Kimchi falls into the medium-potassium category for most people. A 100-gram serving of standard napa cabbage kimchi contains about 151 mg of potassium, which places it right at the border between low and medium potassium foods. Whether that matters to you depends on how much you eat and whether you’re watching your potassium intake for medical reasons.

Potassium in a Typical Serving

A small side dish of kimchi (around 100 grams, or roughly half a cup) delivers about 151 mg of potassium. That’s about 4.4% of the 3,400 mg daily adequate intake recommended for adult men, or about 5.8% of the 2,600 mg recommended for adult women. By these numbers, kimchi is not a potassium powerhouse like bananas, potatoes, or beans.

But serving size changes the picture quickly. If you eat kimchi as a main ingredient in a stew, fried rice, or noodle dish, you could easily consume 200 to 300 grams in a single meal. At 300 grams, you’re looking at roughly 453 mg of potassium, which is 13% of the daily target for men. That’s a meaningful contribution.

How Dietitians Classify Potassium Levels

The American Kidney Fund uses a simple three-tier system to categorize foods by potassium content per serving:

  • Low potassium: 150 mg or less per serving
  • Medium potassium: 151 to 250 mg per serving
  • High potassium: 251 mg or more per serving

At 151 mg per 100-gram serving, kimchi barely crosses into the medium range. But if your typical portion is larger than 100 grams, or if you’re eating it multiple times a day (common in Korean cuisine), it crosses into the high-potassium category on a per-meal basis. For people with kidney disease or those on medications that affect how the body handles potassium, this distinction matters.

Where the Potassium Comes From

Napa cabbage itself is a modest source of potassium, but kimchi is more than just cabbage. The seasoning paste contributes its own potassium load. Korean red pepper flakes (gochugaru) are surprisingly potassium-dense: three tablespoons contain around 564 mg. Garlic, scallions, and radish also add to the total. The potassium in a finished batch of kimchi reflects all of these ingredients combined, not just the cabbage.

This also means potassium content varies between brands and recipes. A heavily seasoned kimchi with generous amounts of pepper flakes and garlic will contain more potassium than a lightly dressed version. Homemade kimchi and artisanal brands with thicker seasoning coatings tend to sit at the higher end.

Potassium, Sodium, and Blood Pressure

Kimchi is well known for being high in sodium due to the salt used during fermentation. What gets less attention is that its potassium content may partially offset sodium’s effect on blood pressure. A large Korean study published in the Journal of Ethnic Foods found that people who ate more kimchi consumed more sodium overall, yet showed no significant increase in hypertension rates. The researchers suggested that the higher potassium intake from frequent kimchi consumption helped neutralize the blood pressure effects of the extra sodium.
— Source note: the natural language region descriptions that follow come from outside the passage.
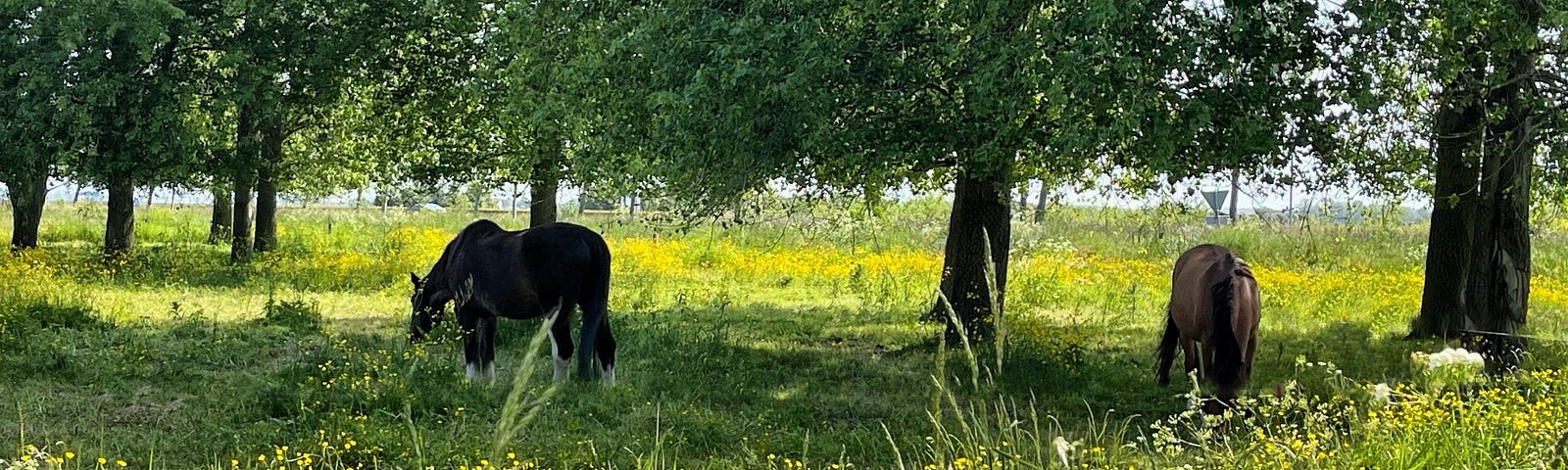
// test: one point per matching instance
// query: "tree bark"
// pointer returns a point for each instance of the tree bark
(514, 201)
(120, 232)
(543, 184)
(245, 146)
(1236, 195)
(271, 153)
(1452, 219)
(1023, 200)
(266, 211)
(27, 203)
(980, 211)
(1499, 281)
(1040, 204)
(221, 215)
(541, 201)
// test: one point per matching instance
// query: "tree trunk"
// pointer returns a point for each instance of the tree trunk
(266, 211)
(1452, 219)
(120, 232)
(1499, 281)
(1023, 200)
(541, 187)
(1236, 195)
(271, 153)
(245, 148)
(1040, 204)
(221, 213)
(541, 203)
(514, 201)
(980, 208)
(27, 201)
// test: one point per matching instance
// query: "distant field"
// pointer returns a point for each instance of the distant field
(789, 344)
This doesn’t mean kimchi is a free pass on sodium. It simply means the potassium present in kimchi works in the direction you’d want it to, since potassium helps the body excrete excess sodium through the kidneys. For people eating a balanced diet, the potassium in kimchi is a quiet benefit rather than a concern.

Who Should Pay Attention

For most healthy adults, the potassium in kimchi is unremarkable. It contributes a moderate amount toward your daily needs, and you’d have to eat quite a lot for it to become a significant source on its own.

The people who need to track kimchi’s potassium are those with impaired kidney function. When the kidneys can’t efficiently filter potassium, even moderate sources can accumulate to dangerous levels. If you’re on a potassium-restricted diet, count kimchi at roughly 150 mg per 100 grams and factor in your actual portion size. Keep in mind that the sodium content (often 500 to 700 mg per 100 grams) is likely a bigger dietary concern than the potassium for most people managing heart or kidney health.